Emallya equated the movement with the feeling of being on a small boat in high seas except the ground under their feet never actually moved, just everything around them. Maleena didn’t care what it was like, she was miserable. Her stomach churned and lurched with every step, her head pounded with the emotions of those around her, and she was exhausted from both.
She tried to suppress the seed of fear growing inside her. She could feel all of her companions around her, except Emallya. To Maleena, the older woman seemed to fade in and out. One moment the woman faded the way color fades from the sky as the sun sets, becoming translucent and ghostly. Then something moved in the mist, something that felt familiar and when it came close, Emallya’s strength and form returned.

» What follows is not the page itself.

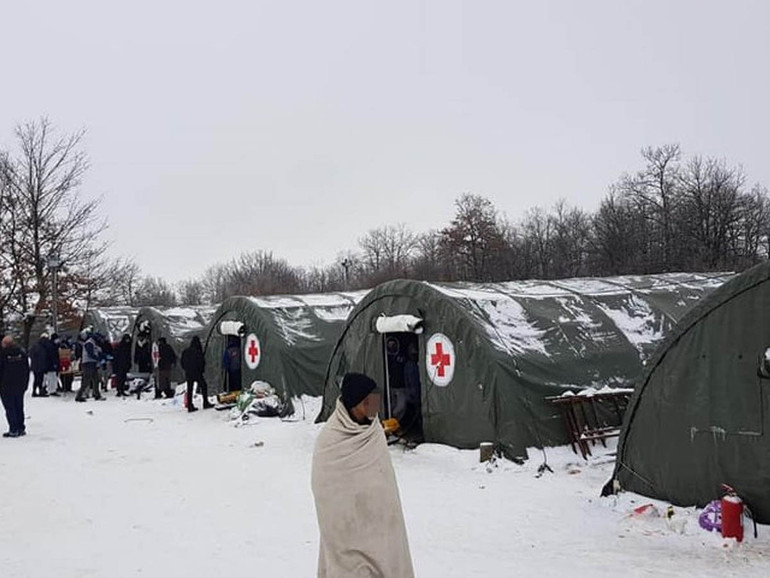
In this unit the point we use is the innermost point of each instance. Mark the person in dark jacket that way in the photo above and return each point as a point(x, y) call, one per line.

Maleena rode up close to her. “Are you alright?”
Emallya gave her a tight nod. “It is becoming increasingly difficult to hang on, but I am managing.”
“Do we have much farther to go?”
“Not much.”
Maleena sighed. “It feels like we have been riding for hours.”
Emallya nodded again. “We have.”
Maleena glanced at the surrounding mist and promptly returned her eyes to the pommel of her saddle. “There is something in the mist that follows us.”
“Yes. It is Rylin. Here, we are connected again. Here, I can feel her and she can lend me strength. She helps to maintain the thread that leads us to our destination and she helps to shield all of us from the pull of Maiadar. It is not something I thought possible. I did not think I would ever feel Rylin again until my own spirit joined hers here.” Emallya’s voice cracked at the last word with barely restrained sorrow.